Proxy Filing summary
1 Dec, 2025Executive summary
Annual meeting scheduled for May 15, 2025, to be held virtually, with voting on key corporate matters including director elections, auditor ratification, executive compensation, and a shareholder proposal regarding Class B stock vesting.
Board recommends voting for all director nominees, for auditor ratification, for executive compensation, for annual say-on-pay votes, and against the shareholder proposal on Class B stock vesting.
Record date for voting is March 20, 2025; both Class A and Class B shareholders are eligible, with Class B shares carrying 10 votes per share.
Voting matters and shareholder proposals
Election of eight directors for one-year terms; two current directors are not standing for reelection, reducing board size to eight.
Ratification of Ernst & Young LLP as independent auditor for 2025.
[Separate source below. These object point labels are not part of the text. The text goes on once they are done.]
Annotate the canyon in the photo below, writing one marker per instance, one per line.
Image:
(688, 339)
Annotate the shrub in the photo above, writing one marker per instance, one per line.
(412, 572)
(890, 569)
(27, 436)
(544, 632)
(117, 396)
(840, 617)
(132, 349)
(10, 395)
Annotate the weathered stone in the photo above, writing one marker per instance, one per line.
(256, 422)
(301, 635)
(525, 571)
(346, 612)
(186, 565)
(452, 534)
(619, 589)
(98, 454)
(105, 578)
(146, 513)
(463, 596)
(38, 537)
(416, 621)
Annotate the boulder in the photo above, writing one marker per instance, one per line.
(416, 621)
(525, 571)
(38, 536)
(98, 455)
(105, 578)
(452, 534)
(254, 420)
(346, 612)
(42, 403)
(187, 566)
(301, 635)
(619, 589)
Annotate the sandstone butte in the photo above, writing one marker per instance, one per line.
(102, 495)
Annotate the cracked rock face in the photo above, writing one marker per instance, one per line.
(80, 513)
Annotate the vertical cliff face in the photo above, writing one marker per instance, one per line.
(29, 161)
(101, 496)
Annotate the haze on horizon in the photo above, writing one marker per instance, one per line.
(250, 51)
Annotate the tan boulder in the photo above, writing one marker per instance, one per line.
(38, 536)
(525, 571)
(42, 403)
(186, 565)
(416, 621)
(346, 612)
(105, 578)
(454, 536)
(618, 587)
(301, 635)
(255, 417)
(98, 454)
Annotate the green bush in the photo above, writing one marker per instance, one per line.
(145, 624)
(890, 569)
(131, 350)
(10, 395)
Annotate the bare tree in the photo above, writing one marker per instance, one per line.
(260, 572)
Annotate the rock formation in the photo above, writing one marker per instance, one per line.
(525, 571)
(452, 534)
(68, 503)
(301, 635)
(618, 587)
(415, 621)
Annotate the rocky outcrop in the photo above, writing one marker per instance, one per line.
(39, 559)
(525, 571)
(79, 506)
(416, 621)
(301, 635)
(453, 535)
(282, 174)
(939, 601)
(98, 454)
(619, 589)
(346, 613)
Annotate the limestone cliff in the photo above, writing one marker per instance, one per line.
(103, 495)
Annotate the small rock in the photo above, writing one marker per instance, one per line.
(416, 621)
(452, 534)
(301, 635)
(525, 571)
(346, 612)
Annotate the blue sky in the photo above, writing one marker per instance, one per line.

Advisory vote on executive compensation (say-on-pay) and on the frequency of future say-on-pay votes (board recommends annual).
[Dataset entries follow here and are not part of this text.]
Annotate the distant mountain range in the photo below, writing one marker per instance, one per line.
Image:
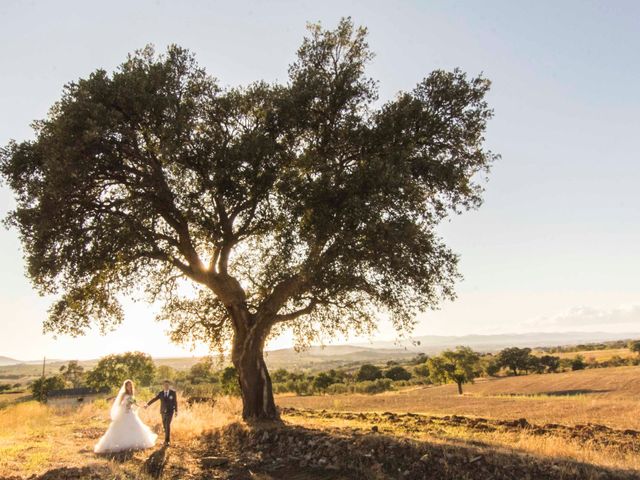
(4, 361)
(333, 356)
(487, 343)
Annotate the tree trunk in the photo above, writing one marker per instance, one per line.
(253, 376)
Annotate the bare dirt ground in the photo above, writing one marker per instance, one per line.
(606, 396)
(580, 425)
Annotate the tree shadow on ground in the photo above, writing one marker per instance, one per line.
(119, 457)
(154, 465)
(571, 393)
(355, 454)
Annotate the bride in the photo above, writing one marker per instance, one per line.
(127, 431)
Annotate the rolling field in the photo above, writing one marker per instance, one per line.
(607, 396)
(577, 425)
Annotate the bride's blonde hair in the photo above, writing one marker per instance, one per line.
(127, 384)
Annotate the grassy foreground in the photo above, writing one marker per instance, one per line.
(578, 425)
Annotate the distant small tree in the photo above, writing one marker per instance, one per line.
(368, 372)
(73, 373)
(322, 381)
(516, 359)
(41, 387)
(229, 381)
(280, 376)
(113, 370)
(634, 346)
(201, 372)
(419, 359)
(490, 366)
(398, 373)
(578, 363)
(422, 370)
(307, 205)
(459, 366)
(551, 363)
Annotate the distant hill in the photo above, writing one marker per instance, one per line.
(8, 361)
(431, 344)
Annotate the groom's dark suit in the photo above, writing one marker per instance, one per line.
(168, 406)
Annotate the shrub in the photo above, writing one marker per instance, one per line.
(373, 386)
(322, 381)
(368, 372)
(422, 370)
(229, 381)
(337, 388)
(397, 373)
(41, 387)
(577, 363)
(113, 370)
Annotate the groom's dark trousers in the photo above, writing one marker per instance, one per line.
(168, 407)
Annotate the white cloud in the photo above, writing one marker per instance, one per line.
(585, 316)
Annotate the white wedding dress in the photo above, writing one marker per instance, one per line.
(127, 431)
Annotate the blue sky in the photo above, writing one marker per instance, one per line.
(554, 247)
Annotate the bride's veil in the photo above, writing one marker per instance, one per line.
(116, 407)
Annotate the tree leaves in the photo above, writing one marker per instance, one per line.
(299, 205)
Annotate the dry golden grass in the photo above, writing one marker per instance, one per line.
(512, 441)
(35, 438)
(608, 396)
(598, 355)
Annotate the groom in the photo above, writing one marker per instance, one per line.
(168, 408)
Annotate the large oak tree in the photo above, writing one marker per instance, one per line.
(307, 205)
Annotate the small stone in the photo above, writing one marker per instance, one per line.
(209, 462)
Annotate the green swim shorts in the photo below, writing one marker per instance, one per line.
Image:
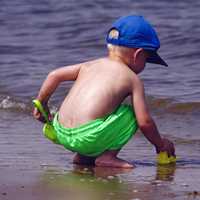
(93, 138)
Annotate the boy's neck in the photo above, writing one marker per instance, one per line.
(118, 58)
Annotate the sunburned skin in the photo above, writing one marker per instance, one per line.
(100, 88)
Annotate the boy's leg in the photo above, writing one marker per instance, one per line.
(109, 159)
(83, 160)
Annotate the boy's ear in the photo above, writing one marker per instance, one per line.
(138, 54)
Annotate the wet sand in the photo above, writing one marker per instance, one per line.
(33, 168)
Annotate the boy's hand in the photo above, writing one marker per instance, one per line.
(38, 116)
(167, 146)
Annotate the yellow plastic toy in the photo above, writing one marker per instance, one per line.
(163, 159)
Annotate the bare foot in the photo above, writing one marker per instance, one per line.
(109, 159)
(83, 160)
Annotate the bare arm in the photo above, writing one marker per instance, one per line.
(50, 84)
(145, 121)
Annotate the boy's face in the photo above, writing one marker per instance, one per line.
(138, 60)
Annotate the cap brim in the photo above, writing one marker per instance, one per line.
(156, 59)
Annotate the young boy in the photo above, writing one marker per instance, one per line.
(92, 121)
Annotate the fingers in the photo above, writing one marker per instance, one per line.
(38, 116)
(168, 147)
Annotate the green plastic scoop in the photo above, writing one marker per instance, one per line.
(48, 128)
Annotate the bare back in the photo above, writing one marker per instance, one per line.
(99, 89)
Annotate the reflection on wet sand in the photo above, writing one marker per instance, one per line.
(98, 183)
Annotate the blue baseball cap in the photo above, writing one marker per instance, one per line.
(135, 32)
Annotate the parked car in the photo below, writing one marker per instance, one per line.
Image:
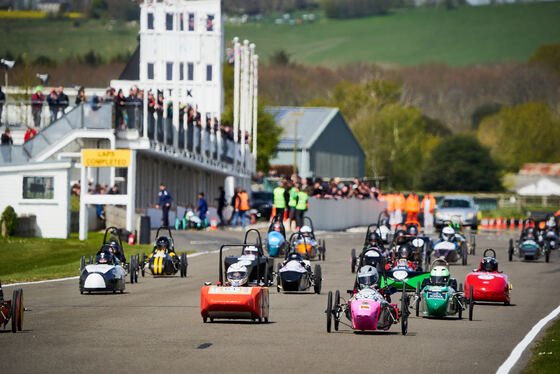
(462, 207)
(262, 201)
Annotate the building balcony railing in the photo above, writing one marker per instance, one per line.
(211, 145)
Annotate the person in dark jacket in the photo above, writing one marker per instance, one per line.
(52, 101)
(7, 137)
(165, 200)
(37, 106)
(221, 204)
(2, 102)
(63, 101)
(202, 208)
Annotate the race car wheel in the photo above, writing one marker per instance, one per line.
(417, 304)
(471, 302)
(329, 311)
(317, 279)
(184, 265)
(336, 304)
(278, 278)
(15, 309)
(131, 269)
(404, 310)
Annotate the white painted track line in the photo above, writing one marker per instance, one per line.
(77, 276)
(519, 348)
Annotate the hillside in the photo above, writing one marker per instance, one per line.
(459, 37)
(408, 37)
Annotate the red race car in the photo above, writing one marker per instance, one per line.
(488, 283)
(12, 310)
(238, 297)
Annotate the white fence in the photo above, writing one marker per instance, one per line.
(330, 214)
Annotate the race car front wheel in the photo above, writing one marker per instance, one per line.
(404, 310)
(471, 302)
(329, 311)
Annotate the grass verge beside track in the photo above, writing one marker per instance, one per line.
(546, 354)
(33, 259)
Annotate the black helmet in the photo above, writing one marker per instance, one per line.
(163, 242)
(403, 252)
(412, 230)
(489, 264)
(373, 237)
(104, 256)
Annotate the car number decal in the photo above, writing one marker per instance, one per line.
(226, 290)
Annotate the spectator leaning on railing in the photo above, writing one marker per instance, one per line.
(37, 105)
(63, 102)
(2, 101)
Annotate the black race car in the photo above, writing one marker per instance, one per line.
(259, 267)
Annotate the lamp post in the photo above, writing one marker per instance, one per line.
(7, 65)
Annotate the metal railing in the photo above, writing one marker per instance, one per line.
(210, 143)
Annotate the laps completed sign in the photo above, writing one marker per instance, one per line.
(99, 158)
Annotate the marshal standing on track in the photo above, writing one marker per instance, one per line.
(165, 200)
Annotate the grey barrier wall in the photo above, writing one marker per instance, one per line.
(330, 214)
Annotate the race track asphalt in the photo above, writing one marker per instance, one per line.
(156, 325)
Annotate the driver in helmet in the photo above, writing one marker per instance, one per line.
(374, 240)
(367, 277)
(305, 231)
(403, 254)
(237, 275)
(115, 249)
(439, 276)
(488, 264)
(448, 234)
(104, 257)
(412, 230)
(250, 250)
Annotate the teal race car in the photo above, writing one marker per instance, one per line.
(439, 296)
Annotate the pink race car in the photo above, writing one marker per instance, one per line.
(488, 283)
(368, 308)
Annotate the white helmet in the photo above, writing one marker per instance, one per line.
(447, 233)
(367, 276)
(305, 229)
(250, 250)
(237, 275)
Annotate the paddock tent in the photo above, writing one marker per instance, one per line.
(325, 145)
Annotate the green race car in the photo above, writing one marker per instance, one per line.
(439, 296)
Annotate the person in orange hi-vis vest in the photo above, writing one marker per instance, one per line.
(399, 208)
(412, 207)
(428, 206)
(390, 198)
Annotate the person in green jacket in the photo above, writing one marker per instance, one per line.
(301, 207)
(280, 200)
(292, 201)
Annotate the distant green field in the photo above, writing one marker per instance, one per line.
(408, 37)
(60, 39)
(458, 37)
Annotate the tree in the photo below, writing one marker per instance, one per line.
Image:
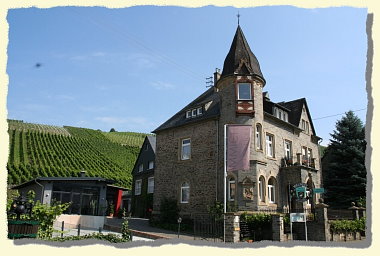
(343, 164)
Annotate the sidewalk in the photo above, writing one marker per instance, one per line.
(86, 231)
(141, 227)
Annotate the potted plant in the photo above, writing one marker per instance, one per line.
(111, 209)
(20, 222)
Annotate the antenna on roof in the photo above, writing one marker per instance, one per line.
(209, 82)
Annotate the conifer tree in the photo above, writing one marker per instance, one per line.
(343, 165)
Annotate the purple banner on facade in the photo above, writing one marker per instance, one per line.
(238, 147)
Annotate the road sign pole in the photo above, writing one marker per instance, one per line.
(291, 222)
(305, 221)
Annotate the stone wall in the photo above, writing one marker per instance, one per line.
(199, 171)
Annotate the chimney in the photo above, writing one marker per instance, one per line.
(266, 96)
(216, 76)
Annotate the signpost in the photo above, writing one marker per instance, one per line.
(298, 217)
(300, 193)
(318, 190)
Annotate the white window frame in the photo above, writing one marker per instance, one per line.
(231, 182)
(138, 184)
(259, 132)
(185, 187)
(262, 189)
(183, 145)
(272, 191)
(150, 188)
(288, 151)
(150, 165)
(308, 201)
(269, 145)
(250, 91)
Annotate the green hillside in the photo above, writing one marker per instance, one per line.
(50, 151)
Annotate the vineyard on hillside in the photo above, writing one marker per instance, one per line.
(126, 138)
(48, 151)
Shareholder proposal to impose vesting provisions on Class B common stock; board recommends voting against, citing legal and practical issues.
Board of directors and corporate governance
Board consists of ten directors, nine of whom are independent; after the meeting, board will have eight members.
Board committees: audit, talent and compensation, and nominating and corporate governance, all composed of independent directors.
Lead independent director role transitions from Donald Blair to Karen Peacock after the meeting.
Annual board and committee evaluations are conducted with third-party input.
Stock ownership guidelines require directors to hold stock equal to five times their annual cash retainer.